So now..., to continue, how about a more refined model, something a little more involved since other metrics show that this is way undervalued? Let's dig a little deeper.
Jay Abella (former biotech analyst at Westergaard's site and sometime SI poster) published an article called "Investment Banking Model of Biotech Valuation" a year or so ago. In that article he sketched a model for evaluating a biotech that I have tried to apply to COCN. As I've mentioned, I already believe it's ridiculously undervalued, but I wanted to look at this in some other ways in order to practice working with some new concepts.
According to the model Abella sketched, when assigning a value to a biotech what you basically do is look at the various compounds in both the clinical and nonclinical pipeline and then attach a value to each by first looking at the market size for the targeted indications, then making a guess as to first year penetration, and finally discounting the value according to each stage of clinical development using the following scale.

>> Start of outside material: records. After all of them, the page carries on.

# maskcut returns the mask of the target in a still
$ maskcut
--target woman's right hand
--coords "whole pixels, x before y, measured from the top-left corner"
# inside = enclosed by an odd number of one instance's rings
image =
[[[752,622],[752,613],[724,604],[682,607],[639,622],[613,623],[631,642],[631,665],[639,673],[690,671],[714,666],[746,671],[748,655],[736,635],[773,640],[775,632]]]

A. Preclinical- $5 million B. Clinical- Phase I- multiply market share penetration by 0.3 C. Clinical- Phase II- multiply market share penetration by 0.4 D. Clinical- Phase III- multiply market share penetration by 0.5 E. NDA submitted- multiply market share penetration by 0.8
The next step is to total these and then add in a value for the patent portfolio by taking each patent at $0.5 million. The result is in effect a crude valuation of the company's technology, discounted according to development risk. The model then proceeds to take into account things like long term debt, current assets, and a value assigned to management.